The prohibition against advisory opinions is fundamental to our understanding of federal judicial power, but we have misunderstood its origins. Discussions of the doctrine begin not with a constitutional text or even a court case, but a letter in which the Jay Court rejected President Washington’s request for legal advice. Courts and scholars have offered a variety of explanations for the Jay Court’s behavior. But they all depict the earliest Justices as responding to uniquely American concerns about advisory opinions.
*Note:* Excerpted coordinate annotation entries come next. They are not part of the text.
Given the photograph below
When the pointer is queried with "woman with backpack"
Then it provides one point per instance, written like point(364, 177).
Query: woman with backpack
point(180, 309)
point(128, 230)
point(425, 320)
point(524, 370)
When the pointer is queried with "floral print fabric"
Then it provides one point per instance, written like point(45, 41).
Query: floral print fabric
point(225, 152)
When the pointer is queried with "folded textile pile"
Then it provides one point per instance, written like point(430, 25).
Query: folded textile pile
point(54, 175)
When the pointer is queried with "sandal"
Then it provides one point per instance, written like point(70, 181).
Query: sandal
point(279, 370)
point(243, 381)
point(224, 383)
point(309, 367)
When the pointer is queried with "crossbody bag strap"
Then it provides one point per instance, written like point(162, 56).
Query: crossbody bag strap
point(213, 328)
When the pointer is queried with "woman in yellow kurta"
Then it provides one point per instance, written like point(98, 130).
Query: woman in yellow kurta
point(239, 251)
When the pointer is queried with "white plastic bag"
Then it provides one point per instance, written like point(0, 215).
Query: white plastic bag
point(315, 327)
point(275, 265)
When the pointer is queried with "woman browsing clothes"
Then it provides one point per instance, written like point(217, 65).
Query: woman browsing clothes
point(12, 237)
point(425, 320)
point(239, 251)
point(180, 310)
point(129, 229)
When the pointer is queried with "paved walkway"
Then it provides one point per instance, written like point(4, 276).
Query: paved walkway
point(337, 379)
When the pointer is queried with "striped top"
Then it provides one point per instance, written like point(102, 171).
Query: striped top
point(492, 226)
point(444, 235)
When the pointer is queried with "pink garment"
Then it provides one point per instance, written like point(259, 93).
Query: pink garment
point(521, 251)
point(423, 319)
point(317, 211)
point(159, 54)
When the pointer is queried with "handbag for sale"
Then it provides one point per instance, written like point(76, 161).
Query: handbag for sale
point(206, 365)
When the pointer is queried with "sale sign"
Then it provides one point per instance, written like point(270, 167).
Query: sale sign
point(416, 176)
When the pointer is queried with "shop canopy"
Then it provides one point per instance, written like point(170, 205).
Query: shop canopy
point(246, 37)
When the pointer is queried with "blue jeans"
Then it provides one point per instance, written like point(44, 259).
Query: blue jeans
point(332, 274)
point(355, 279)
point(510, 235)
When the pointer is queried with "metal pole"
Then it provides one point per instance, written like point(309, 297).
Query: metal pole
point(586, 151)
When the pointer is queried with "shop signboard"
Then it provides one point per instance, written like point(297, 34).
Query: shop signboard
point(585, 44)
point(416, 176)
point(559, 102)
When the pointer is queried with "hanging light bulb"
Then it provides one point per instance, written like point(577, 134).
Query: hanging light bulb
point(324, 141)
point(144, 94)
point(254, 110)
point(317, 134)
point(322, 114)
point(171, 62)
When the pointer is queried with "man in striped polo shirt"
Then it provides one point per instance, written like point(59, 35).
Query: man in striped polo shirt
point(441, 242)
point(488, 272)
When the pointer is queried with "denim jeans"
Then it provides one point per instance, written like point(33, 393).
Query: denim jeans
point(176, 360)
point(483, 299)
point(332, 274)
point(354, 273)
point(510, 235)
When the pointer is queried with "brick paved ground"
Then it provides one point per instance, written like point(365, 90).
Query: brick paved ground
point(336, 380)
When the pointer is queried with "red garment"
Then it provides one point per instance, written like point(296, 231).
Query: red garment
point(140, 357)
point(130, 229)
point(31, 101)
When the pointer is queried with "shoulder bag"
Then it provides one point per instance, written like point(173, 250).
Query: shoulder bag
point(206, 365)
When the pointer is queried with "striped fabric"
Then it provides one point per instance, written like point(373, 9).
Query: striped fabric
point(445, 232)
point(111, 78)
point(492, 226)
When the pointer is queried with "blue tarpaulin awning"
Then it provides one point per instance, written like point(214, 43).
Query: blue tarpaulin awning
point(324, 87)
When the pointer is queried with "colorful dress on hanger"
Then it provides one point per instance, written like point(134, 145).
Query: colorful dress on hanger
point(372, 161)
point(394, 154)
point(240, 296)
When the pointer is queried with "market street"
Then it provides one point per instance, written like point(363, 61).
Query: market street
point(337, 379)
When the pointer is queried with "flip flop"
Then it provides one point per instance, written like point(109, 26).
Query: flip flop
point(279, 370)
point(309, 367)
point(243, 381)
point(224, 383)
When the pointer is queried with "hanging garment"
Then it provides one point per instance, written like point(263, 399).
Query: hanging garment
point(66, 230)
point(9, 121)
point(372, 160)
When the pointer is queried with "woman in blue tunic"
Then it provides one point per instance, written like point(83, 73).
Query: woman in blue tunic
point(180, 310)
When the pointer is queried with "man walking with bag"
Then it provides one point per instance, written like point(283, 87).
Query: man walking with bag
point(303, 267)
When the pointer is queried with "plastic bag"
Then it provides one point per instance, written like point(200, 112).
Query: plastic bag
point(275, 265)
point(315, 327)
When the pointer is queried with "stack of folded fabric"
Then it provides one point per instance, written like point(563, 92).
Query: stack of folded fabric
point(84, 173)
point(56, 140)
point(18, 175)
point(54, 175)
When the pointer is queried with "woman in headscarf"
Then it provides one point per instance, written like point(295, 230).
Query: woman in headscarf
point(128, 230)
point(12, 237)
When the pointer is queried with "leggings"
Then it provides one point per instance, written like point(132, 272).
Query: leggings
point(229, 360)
This Article offers a different explanation. Drawing on previously untapped archival sources, it shows that judges throughout the anglophone world—not only in the United States but also in England and British India— became opposed to advisory opinions in the second half of the eighteenth century. The death of advisory opinions was a global phenomenon, rooted in a period of anxiety about common-law authority.

Early modern English judges had routinely advised the Crown. This advisory role was politically fraught but doctrinally unproblematic thanks to a jurisprudential orthodoxy that treated judges’ opinions as evidence of a preexisting common law. Although this declaratory theory survived into the nineteenth century (and beyond), it began to fragment after 1750, as lawyers began to disagree about the nature of precedent. Those disagreements generated new pressure to clarify the weight of different kinds of legal authority. Most lawyers intuited that advisory opinions were less authoritative than decisions arising from litigation. But because bench and bar lacked a common theory of legal authority, they were unable to articulate a shared understanding of what respect was due to judges’ extrajudicial pronouncements. As a result, advisory opinions became dangerous, because the judges who issued them could not control how future readers might treat them. In response, judges sought to limit their advisory activity—first in England, then in British-controlled Bengal, and finally in the United States, whose judges inherited Britain’s contested and dynamic understanding of the judicial role.